House committee on energy and commerce chairman Fred Upton, Republican of Michigan, said his committee will probe circumstances surrounding California-based Solyndra L.L.C.’s immediate suspension of operations and planned filing for bankruptcy next week in Delaware.
«As the highly celebrated first stimulus loan guarantee awarded by the [Department of Energy], the $535-million loan for Solyndra was suspect from day one,» Mr. Upton said.
«Our investigation to protect American taxpayers has revealed that in the rush to get stimulus cash out the door, despite repeated claims by the [Obama] administration to the contrary, some bets were bad from the beginning,» Mr. Upton added.
«Our investigation continues, and with Solyndra’s bankruptcy we expect full and continued cooperation from the [Office of Management and Budget], as we must ensure American taxpayers are not left holding the bag,» he said.
The committee has been checking up on Solyndra since the energy department awarded a $535-million loan guarantee to the company in September 2009 to inquire about the company’s financial health, to which Solyndra executives, lobbyists and investors have been responding in the affirmative, Mr. Upton said.
The loan guarantee was intended for the construction of a commercial-scale solar panel manufacturing plant which was expected to generate 3,000 jobs.
The committee started an inquiry into the energy department’s Recovery and Reinvestment Act of 2009 spending last February.

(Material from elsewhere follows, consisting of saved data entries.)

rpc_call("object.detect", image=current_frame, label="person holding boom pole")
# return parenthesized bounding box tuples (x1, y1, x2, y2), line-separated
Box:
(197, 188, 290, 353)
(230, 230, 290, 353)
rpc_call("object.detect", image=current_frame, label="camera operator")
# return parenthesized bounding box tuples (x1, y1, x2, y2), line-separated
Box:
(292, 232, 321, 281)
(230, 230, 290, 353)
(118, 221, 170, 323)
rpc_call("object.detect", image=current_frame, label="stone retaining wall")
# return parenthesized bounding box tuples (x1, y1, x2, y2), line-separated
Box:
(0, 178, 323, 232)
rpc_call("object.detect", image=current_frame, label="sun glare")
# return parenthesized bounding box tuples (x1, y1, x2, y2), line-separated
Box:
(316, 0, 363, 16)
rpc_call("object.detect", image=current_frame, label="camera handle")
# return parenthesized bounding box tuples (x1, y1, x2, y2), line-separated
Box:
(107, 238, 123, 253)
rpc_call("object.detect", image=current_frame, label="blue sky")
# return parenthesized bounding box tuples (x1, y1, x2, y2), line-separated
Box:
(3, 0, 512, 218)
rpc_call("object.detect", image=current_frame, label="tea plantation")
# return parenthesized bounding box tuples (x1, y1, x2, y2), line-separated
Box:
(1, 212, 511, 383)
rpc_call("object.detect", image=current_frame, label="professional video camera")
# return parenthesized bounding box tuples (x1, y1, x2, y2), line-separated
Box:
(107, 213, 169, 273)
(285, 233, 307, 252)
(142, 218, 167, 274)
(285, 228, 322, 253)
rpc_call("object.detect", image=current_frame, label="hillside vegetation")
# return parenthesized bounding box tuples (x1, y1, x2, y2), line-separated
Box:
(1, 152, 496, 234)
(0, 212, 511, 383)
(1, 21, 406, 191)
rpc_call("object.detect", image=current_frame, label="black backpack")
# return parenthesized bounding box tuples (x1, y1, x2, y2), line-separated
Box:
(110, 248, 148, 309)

The move was followed by the subcommittee on oversight’s public hearing on the department’s use of stimulus funds last March 17.
Last June 24, the oversight subcommittee initiated moves to determine how much influence the management and budget office has on the energy department’s loan guarantee process.
The energy and commerce committee issued a subpoena last July 15 to the management and budget office for the submission of documents related to approving the credit subsidy costs of all D.O.E. guarantees.
Since closing the D.O.E. loan guarantee, Solyndra has suffered financial setbacks, including the cancellation of a planned initial public offering in June 2010, factory closures, laying off of workers totaling 1,100 and postponement of a plant expansion.
Under the government’s loan guarantee program, the government will not provide an actual loan to a company but will repay the commercial loans the company receives in case of a default.